TEMPOS


O PILHA – GALINHAS
Um súbito alvoroço acordava a serenidade do ar quando à aldeia arribavam levas de saltimbancos e farrapeiros . Os tempos eram de fome e o seu instinto de sobrevivência levava que em bandos descessem ao povoado pedir algo com que dar de comer aos filhos . Moldado em fumos e penumbras , descalço e andrajoso no aspecto mas arguto e perspicaz , infiltrado no seio da turbe , impregnado de parcos escrúpulos , em mísero desespero arriscava deitar a mão e pilhar um franganote ou uma galinha, arrebanhar alguns ovitos esquecidos no cesto num ermo e recôndito canto da capoeira , trancada apenas por um simples caravelho . Esperava sempre o cair da noite . Entrava manhosamente de mansinho , sacava o franganote , a galinha , por vezes um galo pegando-lhe pelo pescoço para que não “ gritasse “ e tal como sorrateiramente entrara dissimuladamente cosido às sombras , saía como manhosa raposa com a presa já filada. Mais tarde ia vender na vila porta a porta . O preço era discutido entre o vendedor e o comprador sempre vantajoso para quem comprava . Nunca lhe era perguntado a proveniência da mercadoria e o pilha – galinhas nunca a ela se referia . Mas o tempo é bom conselheiro e a repetição dos actos originam a desconfiança . Os habitantes da aldeia logo se precatavam da sua chegada e a denuncia da sua presença era feita á “Guarda “ .
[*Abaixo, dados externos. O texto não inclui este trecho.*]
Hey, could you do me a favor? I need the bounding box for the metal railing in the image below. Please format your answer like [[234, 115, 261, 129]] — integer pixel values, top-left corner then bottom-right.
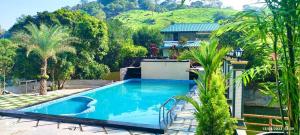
[[158, 88, 197, 126], [158, 97, 178, 126]]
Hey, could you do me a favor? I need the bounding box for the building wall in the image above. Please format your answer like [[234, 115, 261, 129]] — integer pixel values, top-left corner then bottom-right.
[[141, 60, 190, 80]]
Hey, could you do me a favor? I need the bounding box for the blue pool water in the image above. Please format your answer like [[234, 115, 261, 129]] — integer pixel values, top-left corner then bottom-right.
[[21, 79, 195, 126]]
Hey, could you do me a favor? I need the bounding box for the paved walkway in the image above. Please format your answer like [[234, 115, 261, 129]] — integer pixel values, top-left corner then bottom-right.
[[0, 104, 196, 135]]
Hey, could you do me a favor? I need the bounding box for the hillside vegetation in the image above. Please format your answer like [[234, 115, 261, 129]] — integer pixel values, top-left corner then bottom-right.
[[114, 8, 237, 30]]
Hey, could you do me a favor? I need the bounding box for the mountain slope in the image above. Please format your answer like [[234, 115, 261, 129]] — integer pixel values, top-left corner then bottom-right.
[[114, 8, 237, 30]]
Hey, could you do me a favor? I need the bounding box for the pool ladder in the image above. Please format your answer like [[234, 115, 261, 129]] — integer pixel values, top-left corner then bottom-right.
[[159, 97, 178, 126], [159, 87, 197, 126]]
Naquela noite a colheita fora proveitosa , mas debaixo daquelas estrelas a sorte fora-lhe madrasta . Numa tomada de assombro em trágica e infinita solidão a “ Guarda “ deitou-lhe a mão já dentro da vila com o saco cheio .

  • Tinha três franganitos , duas galinhas e uns ovitos …
    Desabafou mais tarde junto de um companheiro de infortúnio
  • Levaram-me para o “ posto “ e dormi a noite no calabouço . De manhã um “ guarda “ corpulento , feios gestos e peluda cara , num jeito desengonçado , revestido de uma fisionomia trágica , punhos serrados gritou-me :
  • Olha bem para mim !!!…Já cá estás outra vez , grande sacana ? !!!!….
  • O meu coração estremeceu acometido de uma ansia de pecado como monstruosa estátua carcomida .
  • Põe- te de cócoras valentão da noite . Porque és mais triste agora do que dantes ?!!!…
  • Um suor frio percorreu-me a espinha . Invadiu-me um formigueiro da ponta dos cabelos até aos dedos mindinhos .
  • Vou-te servir um aperitivo viajante da noite !!!!….
  • A correia nas minhas costas zumbia aos meus ouvidos como cobra cascavel
  • Gostas da receita ? !!! …Bem te conheço meu reles meliante !!!…
  • Os vergões vermelhos e profundos marcavam-me a pele . A cada correiada torcia-me e gemia .
  • A ver se apanhas juízo . Replicava o “ guarda “ sem instinto de piedade .
  • Grande pulha !!! …Falas porque tens a barriga cheia ( pensei eu cá para os meus botões ao mesmo tempo que a minha fronte ardente pendia sobre o meu peito ) .
  • Vai para casa e emenda-te . Se te apanho cá novamente o recital vai ser pior ….
  • Perante tal voz de pedra meditei …
    Os tempos eram duros , de pobreza e muita fome camuflada .
    Hoje tudo é diferente … , evolução dos tempos . Mas as fraquezas intrínsecas do ser humano persistem , sagacidade , egoísmo , inveja , ódio , esperteza saloia , apesar de serem muitos os direitos e poucos os deveres e obrigações .
    Mas os pilha-galinhas destes nossos tempos proliferam e sobrevivem na abundancia exibindo garbosamente a rotundidade dos seus bem nutridos abdómens.